TRAK
Calendarized time tracking for the macOS menu bar. Shipped on the Mac App Store.
Start a named timer in the menu bar; when you stop it, the elapsed block lands on the Google Calendar you assigned to it. The product is small. The interesting parts are the Electron-to-App-Store path, the multi-window state sync, and bundling an MCP extension so Claude can drive timers in natural language.
Stack
- Electron + Vite
- Two renderer windows (main + settings) with HMR on both; main process owns services and the menu bar tray.
- React + Zustand
- Single store; windows subscribe via a thin IPC bridge so state diverges by zero.
- TypeScript end-to-end
- Shared types between main/preload/renderer; preload exposes a typed
window.apiinstead of stringly-typedipcRenderer.invoke. - Service container
- Tiny DI for
TimerService,StorageService,GoogleCalendarService— easy to swap real Google client for a mock in tests. - Google Calendar API
- OAuth on first run; events written to the per-timer calendar on stop.
- MCP
.dxtextension - A double-click install for Claude Desktop — no editing
claude_desktop_config.json. - Vitest + Playwright
- Service unit tests + cross-window integration tests.
Process
The first version was a single-window React app talking to Google Calendar through ad-hoc IPC handlers. It worked for one timer. Adding the settings window broke state in three places, so I rewrote it around services and dependency injection — services are interfaces, the container wires concrete implementations, and tests substitute mocks at registration time. The renderer keeps no logic worth testing; the main process holds all of it.
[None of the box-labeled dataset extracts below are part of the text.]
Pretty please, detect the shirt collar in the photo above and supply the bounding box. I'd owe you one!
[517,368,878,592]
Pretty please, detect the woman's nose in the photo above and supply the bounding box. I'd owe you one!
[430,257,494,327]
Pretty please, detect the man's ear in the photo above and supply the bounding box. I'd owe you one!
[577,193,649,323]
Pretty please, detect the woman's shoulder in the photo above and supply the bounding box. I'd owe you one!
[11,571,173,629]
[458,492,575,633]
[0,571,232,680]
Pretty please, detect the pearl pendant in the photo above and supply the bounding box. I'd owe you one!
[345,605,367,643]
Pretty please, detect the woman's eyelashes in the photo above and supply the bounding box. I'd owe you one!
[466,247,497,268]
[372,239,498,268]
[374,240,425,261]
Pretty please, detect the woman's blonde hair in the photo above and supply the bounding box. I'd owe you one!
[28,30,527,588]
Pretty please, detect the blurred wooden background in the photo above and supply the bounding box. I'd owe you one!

Multi-window state sync is the part that surprises you in Electron — you can't just share a Zustand store across processes. The pattern that worked: store lives in the renderer, but every mutation goes through an action handler in the main process, which then broadcasts the new slice back to every window. The settings window opens and immediately has the same timer list the main window had a millisecond ago.
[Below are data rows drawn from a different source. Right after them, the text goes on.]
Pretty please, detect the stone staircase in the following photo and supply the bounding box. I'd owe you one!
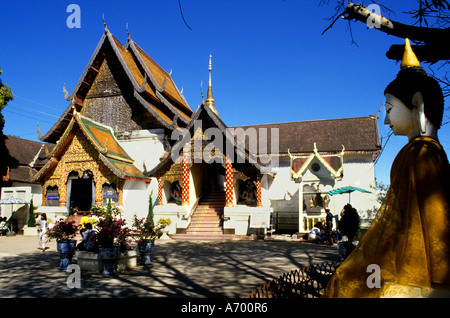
[171,191,234,240]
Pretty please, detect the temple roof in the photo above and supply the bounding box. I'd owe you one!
[4,136,54,183]
[39,28,192,143]
[144,103,268,177]
[233,115,381,154]
[33,111,149,181]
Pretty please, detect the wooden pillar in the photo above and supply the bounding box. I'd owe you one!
[181,151,189,205]
[158,177,163,205]
[225,157,233,206]
[58,168,68,206]
[256,176,262,206]
[117,179,125,205]
[94,169,102,205]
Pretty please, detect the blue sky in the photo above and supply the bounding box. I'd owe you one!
[0,0,450,184]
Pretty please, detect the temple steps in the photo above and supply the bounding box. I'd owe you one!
[170,191,234,240]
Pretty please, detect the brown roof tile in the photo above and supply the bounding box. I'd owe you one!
[232,116,380,153]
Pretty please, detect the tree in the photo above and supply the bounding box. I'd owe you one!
[320,0,450,97]
[0,68,17,185]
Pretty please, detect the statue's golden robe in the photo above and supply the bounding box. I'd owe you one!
[324,137,450,298]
The Mac App Store path was the biggest time sink — sandboxing, entitlements, and notarization for App Store differ from notarization for Developer ID, and the failure messages from altool aren't kind. The repo carries a custom scripts/notarize.js that drops out of electron-builder's default flow for the MAS branch.
Claude Desktop integration ships as a generated .dxt file — the user installs it like any extension and Claude can start/stop timers by name. The MCP server runs in-process when trak is launched; no separate daemon to manage.